Synthesis of Single-Layer Two-Dimensional Metal-Organic Frameworks M3 (HAT)2 (M=Ni, Fe, Co, HAT=1,4,5,8,9,12-hexaazatriphenylene) Using an On-Surface Reaction

Cheng-Kun Lyu; Yi-Fan Gao; Zi-Ang Gao; Song-Yu Mo; Mu-Qing Hua; En Li; Shu-Qing Fu; Jia-Yan Chen; Pei-Nian Liu; Li Huang; Nian Lin

doi:10.1002/anie.202204528

Synthesis of Single-Layer Two-Dimensional Metal-Organic Frameworks M₃ (HAT)₂ (M=Ni, Fe, Co, HAT=1,4,5,8,9,12-hexaazatriphenylene) Using an On-Surface Reaction

Angew Chem Int Ed Engl. 2022 Jul 4;61(27):e202204528. doi: 10.1002/anie.202204528. Epub 2022 May 5.

Authors

Cheng-Kun Lyu¹, Yi-Fan Gao^{1

2}, Zi-Ang Gao¹, Song-Yu Mo¹, Mu-Qing Hua¹, En Li¹, Shu-Qing Fu³, Jia-Yan Chen³, Pei-Nian Liu³, Li Huang², Nian Lin¹

Affiliations

¹ Department of Physics, The Hong Kong University of Science and Technology, Hong Kong SAR, China.
² Department of Physics, Southern University of Science and Technology, Shenzhen, Guangdong 518055, China.
³ Shanghai Key Laboratory of Functional Materials Chemistry and Institute of Fine Chemicals, East China University of Science and Technology, Meilong Road 130, Shanghai, China.

PMID: 35466508
DOI: 10.1002/anie.202204528

Abstract

1,4,5,8,9,12-Hexaazatriphenylene (HAT) is one of the smallest polyheterocyclic aromatic building blocks for forming conjugated metal-organic frameworks (cMOFs). However, the strong inter-molecular steric hindrance impedes the growth of HAT-based cMOFs.

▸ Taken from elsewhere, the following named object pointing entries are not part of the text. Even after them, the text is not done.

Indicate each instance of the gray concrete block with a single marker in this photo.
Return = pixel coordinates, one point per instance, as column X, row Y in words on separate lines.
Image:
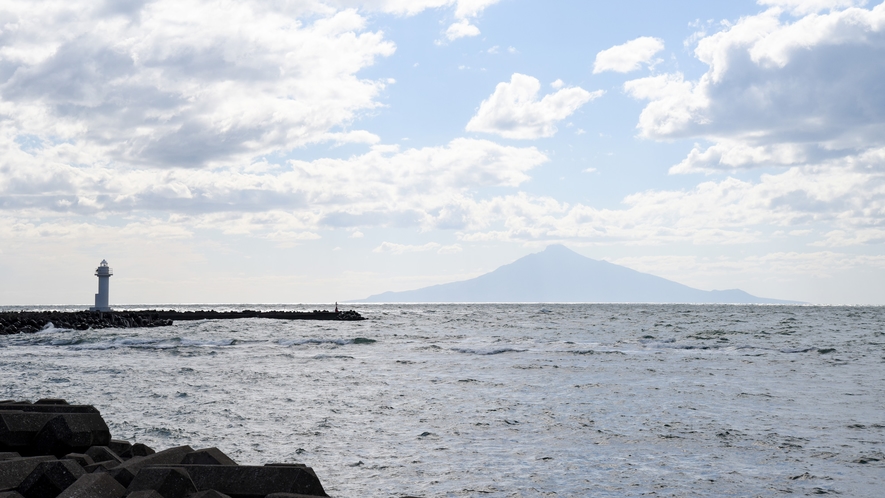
column 171, row 456
column 80, row 458
column 123, row 476
column 207, row 456
column 287, row 495
column 255, row 482
column 211, row 493
column 149, row 493
column 103, row 454
column 71, row 433
column 135, row 450
column 34, row 408
column 14, row 471
column 100, row 467
column 171, row 482
column 18, row 429
column 119, row 446
column 49, row 479
column 98, row 485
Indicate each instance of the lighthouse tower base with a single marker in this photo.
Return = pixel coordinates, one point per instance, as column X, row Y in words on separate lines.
column 102, row 298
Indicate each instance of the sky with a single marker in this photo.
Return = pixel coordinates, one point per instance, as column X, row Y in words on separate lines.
column 312, row 151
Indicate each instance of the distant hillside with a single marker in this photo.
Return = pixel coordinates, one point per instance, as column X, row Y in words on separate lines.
column 559, row 274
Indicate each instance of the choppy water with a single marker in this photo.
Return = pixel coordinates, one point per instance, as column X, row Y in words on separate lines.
column 500, row 400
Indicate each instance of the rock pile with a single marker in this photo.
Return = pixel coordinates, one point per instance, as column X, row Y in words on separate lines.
column 51, row 449
column 33, row 321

Here we employ on-surface synthesis to grow single-layer two-dimensional cMOFs of M₃ (HAT)₂ (M=Ni, Fe, Co). Using scanning tunnelling microscopy and density-functional theory (DFT) analysis, we resolve that the frameworks comprise a hexagonal lattice of HAT molecules and a Kagome lattice of metal atoms. The DFT analysis indicates that Ni, Co and Fe carry a magnetic moment of 1.1, 2.5, and 3.7 μB, respectively. We anticipate that the small π-conjugated core of HAT and strong bidentate chelating coordination give rise to appealing electronic and magnetic properties.

Keywords: 2D Materials; Conjugated Metal-Organic Frameworks; On-Surface Synthesis; Scanning Tunnelling Microscopy.